HepG2 cells were studied as a model for regulation of hepatic apolipoprotein AI (apo AI) secretion and gene expression by 9- cis-retinoic acid. HepG2 cells cultured on plastic dishes were exposed to 9- cis-retinoic acid (9- cis-RA) for 48 h with a complete media change at 24 h. Apo AI mass in culture media was determined by ELISA, by quantitative immunoblotting and by steady-state 35S-methionine labeling. Messenger RNA levels were determined by RNase protection using probes for apo AI and the housekeeping gene, glyceraldehyde 3-phosphate dehydrogenase (G3PDH). 9- cis-RA increased secretion of apo AI by 52% at doses of 10 and 1 μM (6.3 ± 0.6 vs. 4.2 ± 0.3; P < 0.005; 6.1 ± 0.3 vs. 4.0 ± 0.7 ng of apo AI/mg cell protein, P < 0.05) and by 35% at 0.1 μM (5.5 ± 0.6 vs. 4.1 ± 0.4 ng apo AI/mg protein, P < 0.05, n = 4).

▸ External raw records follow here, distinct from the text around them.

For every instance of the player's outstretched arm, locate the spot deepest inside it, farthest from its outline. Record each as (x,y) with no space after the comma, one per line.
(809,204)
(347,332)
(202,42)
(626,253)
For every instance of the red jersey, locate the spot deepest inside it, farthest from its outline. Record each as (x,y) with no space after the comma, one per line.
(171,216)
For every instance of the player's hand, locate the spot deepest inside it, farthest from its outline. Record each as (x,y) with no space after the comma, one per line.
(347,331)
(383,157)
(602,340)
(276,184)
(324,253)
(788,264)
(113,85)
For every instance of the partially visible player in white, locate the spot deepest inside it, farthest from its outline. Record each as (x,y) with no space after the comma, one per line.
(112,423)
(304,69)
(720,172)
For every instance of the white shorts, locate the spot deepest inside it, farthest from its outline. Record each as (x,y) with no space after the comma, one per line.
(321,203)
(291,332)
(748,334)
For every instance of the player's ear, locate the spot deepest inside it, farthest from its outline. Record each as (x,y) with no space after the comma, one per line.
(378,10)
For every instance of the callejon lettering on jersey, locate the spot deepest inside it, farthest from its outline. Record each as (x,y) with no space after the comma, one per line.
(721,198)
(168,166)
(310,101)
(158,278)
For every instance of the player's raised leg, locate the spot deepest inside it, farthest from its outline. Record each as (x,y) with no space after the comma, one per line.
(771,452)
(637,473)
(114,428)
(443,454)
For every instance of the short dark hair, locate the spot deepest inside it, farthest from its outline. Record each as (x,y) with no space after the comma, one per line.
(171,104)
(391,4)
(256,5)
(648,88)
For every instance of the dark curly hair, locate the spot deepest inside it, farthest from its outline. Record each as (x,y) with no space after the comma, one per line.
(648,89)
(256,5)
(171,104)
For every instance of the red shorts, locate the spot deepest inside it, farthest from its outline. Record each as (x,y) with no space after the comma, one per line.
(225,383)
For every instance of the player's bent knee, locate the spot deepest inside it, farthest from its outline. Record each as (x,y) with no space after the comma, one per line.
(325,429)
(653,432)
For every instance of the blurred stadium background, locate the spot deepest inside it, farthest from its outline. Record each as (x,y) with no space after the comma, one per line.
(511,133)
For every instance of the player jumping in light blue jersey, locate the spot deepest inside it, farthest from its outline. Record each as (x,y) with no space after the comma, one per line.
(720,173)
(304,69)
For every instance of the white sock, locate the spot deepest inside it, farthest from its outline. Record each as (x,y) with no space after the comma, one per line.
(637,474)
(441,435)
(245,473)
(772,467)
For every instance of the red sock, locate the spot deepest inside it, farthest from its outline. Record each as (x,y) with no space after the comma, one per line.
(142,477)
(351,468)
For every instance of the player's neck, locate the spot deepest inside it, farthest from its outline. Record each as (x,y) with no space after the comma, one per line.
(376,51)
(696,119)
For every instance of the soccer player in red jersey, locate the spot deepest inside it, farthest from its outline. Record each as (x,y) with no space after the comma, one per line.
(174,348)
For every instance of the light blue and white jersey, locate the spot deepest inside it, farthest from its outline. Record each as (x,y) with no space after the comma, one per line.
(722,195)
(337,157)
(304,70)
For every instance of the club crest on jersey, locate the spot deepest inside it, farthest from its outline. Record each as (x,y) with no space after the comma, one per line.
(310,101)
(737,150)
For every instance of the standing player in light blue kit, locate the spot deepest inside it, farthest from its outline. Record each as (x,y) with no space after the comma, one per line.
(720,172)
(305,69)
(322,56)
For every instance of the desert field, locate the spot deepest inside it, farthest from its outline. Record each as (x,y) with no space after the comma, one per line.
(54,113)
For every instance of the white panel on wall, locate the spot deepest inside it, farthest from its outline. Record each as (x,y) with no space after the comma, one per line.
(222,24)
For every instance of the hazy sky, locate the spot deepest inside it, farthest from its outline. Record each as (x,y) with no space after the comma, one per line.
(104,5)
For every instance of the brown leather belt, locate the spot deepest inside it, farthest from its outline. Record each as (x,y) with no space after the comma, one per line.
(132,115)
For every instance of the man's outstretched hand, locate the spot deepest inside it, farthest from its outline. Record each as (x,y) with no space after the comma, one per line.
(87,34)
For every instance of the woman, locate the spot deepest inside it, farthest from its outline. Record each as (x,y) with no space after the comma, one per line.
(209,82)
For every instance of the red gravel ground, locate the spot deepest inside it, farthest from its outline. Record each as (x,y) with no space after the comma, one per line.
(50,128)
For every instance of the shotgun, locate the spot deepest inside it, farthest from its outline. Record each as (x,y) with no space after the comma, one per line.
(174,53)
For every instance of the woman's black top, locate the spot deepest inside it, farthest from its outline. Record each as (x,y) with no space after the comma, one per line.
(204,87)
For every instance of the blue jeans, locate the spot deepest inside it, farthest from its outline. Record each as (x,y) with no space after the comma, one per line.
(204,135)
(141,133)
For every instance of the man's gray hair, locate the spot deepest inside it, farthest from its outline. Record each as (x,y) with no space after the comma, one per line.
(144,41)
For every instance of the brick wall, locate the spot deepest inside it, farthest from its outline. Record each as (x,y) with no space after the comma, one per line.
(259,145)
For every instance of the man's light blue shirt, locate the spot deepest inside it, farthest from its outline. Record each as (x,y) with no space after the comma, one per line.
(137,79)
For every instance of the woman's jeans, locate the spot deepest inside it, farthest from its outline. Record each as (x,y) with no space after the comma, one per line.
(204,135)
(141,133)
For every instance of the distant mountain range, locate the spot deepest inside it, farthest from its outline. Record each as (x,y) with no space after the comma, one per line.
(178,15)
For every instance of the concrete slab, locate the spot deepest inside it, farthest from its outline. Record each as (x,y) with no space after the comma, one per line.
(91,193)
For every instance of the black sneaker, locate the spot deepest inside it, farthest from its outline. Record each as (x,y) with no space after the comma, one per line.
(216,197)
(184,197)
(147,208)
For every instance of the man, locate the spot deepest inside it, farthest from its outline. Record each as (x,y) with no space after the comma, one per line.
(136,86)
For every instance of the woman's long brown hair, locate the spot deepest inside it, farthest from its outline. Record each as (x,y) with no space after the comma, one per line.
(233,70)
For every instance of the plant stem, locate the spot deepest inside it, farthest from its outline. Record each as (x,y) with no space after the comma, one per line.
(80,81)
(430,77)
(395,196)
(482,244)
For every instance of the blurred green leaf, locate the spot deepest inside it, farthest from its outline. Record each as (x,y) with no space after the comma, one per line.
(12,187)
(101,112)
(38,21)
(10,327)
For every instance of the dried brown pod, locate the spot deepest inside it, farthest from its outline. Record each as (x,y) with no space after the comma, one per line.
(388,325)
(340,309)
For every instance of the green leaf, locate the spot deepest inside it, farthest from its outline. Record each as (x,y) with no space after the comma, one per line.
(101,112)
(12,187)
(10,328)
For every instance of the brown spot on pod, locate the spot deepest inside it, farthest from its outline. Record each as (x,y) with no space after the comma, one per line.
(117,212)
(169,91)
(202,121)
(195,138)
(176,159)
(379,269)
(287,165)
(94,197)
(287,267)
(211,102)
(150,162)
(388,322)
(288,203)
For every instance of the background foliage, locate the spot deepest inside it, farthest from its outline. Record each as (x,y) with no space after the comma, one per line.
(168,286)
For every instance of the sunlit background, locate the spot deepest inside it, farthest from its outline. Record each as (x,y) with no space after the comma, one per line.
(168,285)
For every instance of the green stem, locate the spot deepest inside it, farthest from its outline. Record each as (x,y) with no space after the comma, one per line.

Immunoblotting results were consistent with results from ELISA (70% increase at 10 μM 9- cis-RA, P < 0.001; 34% increase at 1 μM, P < 0.005, n = 3). Metabolically labeled apoAI in the medium was increased by 39% following steady-state labeling in the presence of 10 μM 9- cis-RA (597 ± 7 vs. 430 ± 13 DPM/μl media; P < 0.001; n = 4). 9- cis-RA (10 μM) also increased HepG2 cell apo AI mRNA expression by 76% (68 700 ± 400 vs. 38 900 ± 2700 DPM, P < 0.01, n = 4), whereas expression of G3PDH mRNA was slightly decreased (14%, P < 0.05). Thus, 9- cis-RA stimulates apo AI expression in HepG2 cells, suggesting a role for retinoids in activating endogenous apo AI gene expression.